Xdbm fast modifyDn proposal

Introduction

We will introduce some alterations to the Xdbm index structure to turn expensive, non-atomic and error prone 0(n) modifyDn operations into cheap constant time atomic operations.

Background

Xdbm is a generalized partition design based on Table and Index data structures. These can be backed by any kind of key value based data structure in memory or on disk with support for key sorting: b+trees on disk and AVL trees in memory are often used. Some background on the organization before this change has/was made might be needed. Please consult the following page for more info: Xdbm Partition Design.

The Problem

This optimization dramatically improves the time taken to rename, move or rename and move a subtree of the DIT when performing a modifyDn operation. Currently this operation is O(n) where n is the number of descendants under the node being altered. Besides requiring n updates to the NDN and UPDN tables for each descendant, the entry for each descendant must be retrieved from the master table in order to change the DN stored with it. The massive number of master table accesses churns the cache erasing cache memory and resulting in a lot of object creation with subsequent garbage collection, deserialization, and IO to disk. This has a massive negative impact on any Java based LDAP server's ability to perform. In all likelihood a modifyDn operation on a parent with a large number of descendants will fail before completion, most likely with an OutOfMemoryException.

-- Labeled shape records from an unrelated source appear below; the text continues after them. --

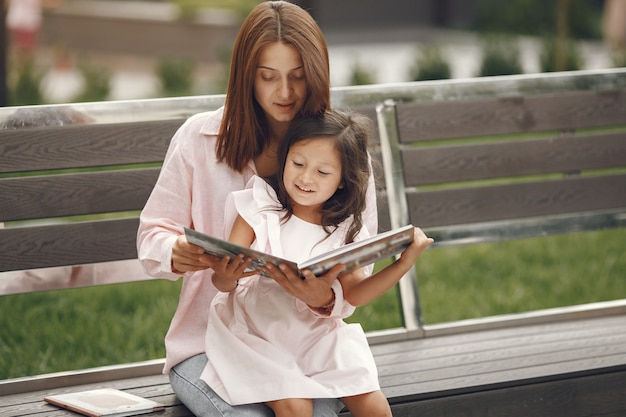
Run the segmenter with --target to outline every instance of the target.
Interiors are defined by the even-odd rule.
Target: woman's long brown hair
[[[265,113],[254,98],[259,56],[265,46],[282,42],[300,53],[307,85],[302,116],[319,116],[330,108],[328,48],[311,15],[286,1],[265,1],[243,22],[231,59],[224,119],[216,144],[220,162],[241,172],[269,142]]]

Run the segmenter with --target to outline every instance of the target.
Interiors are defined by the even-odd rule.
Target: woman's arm
[[[239,246],[250,247],[254,242],[254,229],[238,215],[228,240]],[[251,258],[244,259],[242,254],[237,255],[232,261],[228,256],[222,258],[219,263],[213,265],[214,273],[211,279],[215,288],[222,292],[230,292],[237,288],[239,279],[252,274],[245,272],[251,261]]]

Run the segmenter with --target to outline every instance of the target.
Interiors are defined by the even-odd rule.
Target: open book
[[[264,275],[262,268],[266,264],[279,265],[284,263],[296,271],[308,269],[319,276],[324,275],[333,266],[340,263],[345,265],[345,270],[342,273],[346,273],[399,254],[413,241],[413,226],[408,225],[380,233],[368,239],[326,252],[299,264],[239,246],[189,228],[185,228],[185,236],[189,243],[202,247],[210,255],[220,258],[230,256],[232,259],[241,253],[246,257],[252,258],[249,269],[256,270],[261,275]]]
[[[123,417],[165,410],[162,404],[113,388],[49,395],[50,404],[90,417]]]

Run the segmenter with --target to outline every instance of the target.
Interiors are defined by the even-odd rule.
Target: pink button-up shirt
[[[253,161],[242,173],[218,163],[215,143],[223,109],[196,114],[176,132],[165,156],[159,179],[144,207],[137,236],[139,260],[146,272],[158,278],[178,279],[172,272],[172,247],[183,227],[225,238],[224,209],[229,193],[245,188],[256,174]],[[363,222],[370,234],[377,232],[373,177]],[[177,363],[205,351],[205,333],[211,300],[217,289],[212,270],[188,272],[174,318],[165,337],[164,373]],[[343,299],[335,310],[349,308]],[[334,312],[333,312],[334,313]]]

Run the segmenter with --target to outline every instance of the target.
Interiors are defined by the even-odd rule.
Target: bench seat
[[[382,343],[371,335],[394,416],[625,415],[626,301],[500,319],[510,324],[426,326],[425,337]],[[13,393],[0,397],[0,417],[69,417],[43,397],[100,387],[160,401],[167,406],[160,415],[190,417],[160,374],[162,365],[156,360],[3,381],[0,393]]]

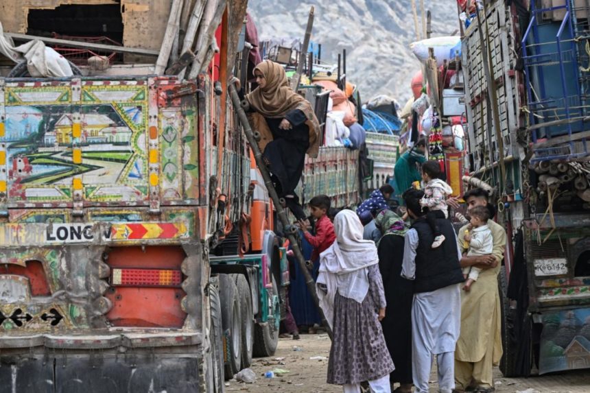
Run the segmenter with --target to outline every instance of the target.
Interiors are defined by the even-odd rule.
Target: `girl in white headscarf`
[[[386,300],[377,248],[363,239],[363,226],[352,211],[336,215],[334,230],[336,241],[320,256],[316,284],[333,332],[328,383],[359,393],[360,383],[368,381],[375,393],[390,393],[394,368],[379,323]]]

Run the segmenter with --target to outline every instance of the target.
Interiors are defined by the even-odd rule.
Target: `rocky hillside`
[[[421,2],[415,0],[421,23]],[[432,36],[459,28],[456,0],[424,0],[432,14]],[[416,40],[410,0],[250,0],[248,9],[261,38],[300,37],[316,8],[312,40],[322,44],[322,58],[336,62],[346,49],[349,80],[363,99],[387,94],[401,104],[409,98],[410,80],[420,63],[410,50]],[[403,105],[403,104],[402,104]]]

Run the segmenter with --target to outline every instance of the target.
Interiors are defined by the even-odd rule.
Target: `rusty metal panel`
[[[71,4],[90,5],[117,3],[116,0],[0,0],[0,21],[2,21],[5,32],[25,34],[28,28],[27,18],[31,9],[52,9]]]
[[[162,45],[172,0],[122,0],[123,45],[158,49]],[[126,62],[153,63],[154,58],[125,55]]]

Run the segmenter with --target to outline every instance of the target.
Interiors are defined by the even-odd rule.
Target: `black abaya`
[[[403,237],[384,236],[379,244],[379,268],[387,300],[381,321],[385,341],[395,370],[391,383],[412,383],[412,302],[413,283],[401,277]]]
[[[301,178],[305,152],[309,147],[309,128],[305,123],[305,115],[298,109],[288,112],[285,119],[291,123],[291,130],[279,128],[283,118],[265,119],[273,140],[266,145],[263,155],[270,163],[270,172],[277,183],[276,192],[280,198],[285,198],[287,207],[298,219],[305,219],[295,188]]]

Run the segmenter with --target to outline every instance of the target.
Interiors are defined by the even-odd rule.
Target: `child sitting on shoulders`
[[[453,189],[440,178],[440,167],[438,161],[426,161],[422,164],[422,187],[424,197],[420,200],[423,209],[428,208],[426,220],[434,234],[432,248],[436,248],[445,241],[445,236],[436,224],[437,218],[448,218],[447,198],[453,193]]]

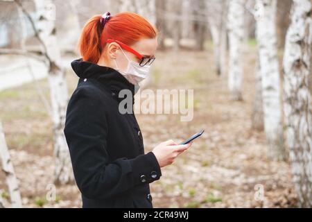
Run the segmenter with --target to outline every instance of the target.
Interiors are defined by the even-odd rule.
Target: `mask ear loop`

Besides the performance issues associated with this problem, there are several other issues associated with LDAP operation semantics namely in the areas of atomicity, consistency and isolation. If the number of descendants are huge, this operation could take a long time to complete. The probability of search requests issued by other clients during this period increases with n.

At any point in time before the modifyDn operation completes the DIT will be inconsistent. Entire branches under the modified entry will disappear as their parents or ancestors are being modified before they are. ModifyDN operations in progress and in the scope of a concurrent search operation will produce an inconsistent view of the DIT. Not only does this present a consistency issue but there is a greater exposure to a lack of isolation.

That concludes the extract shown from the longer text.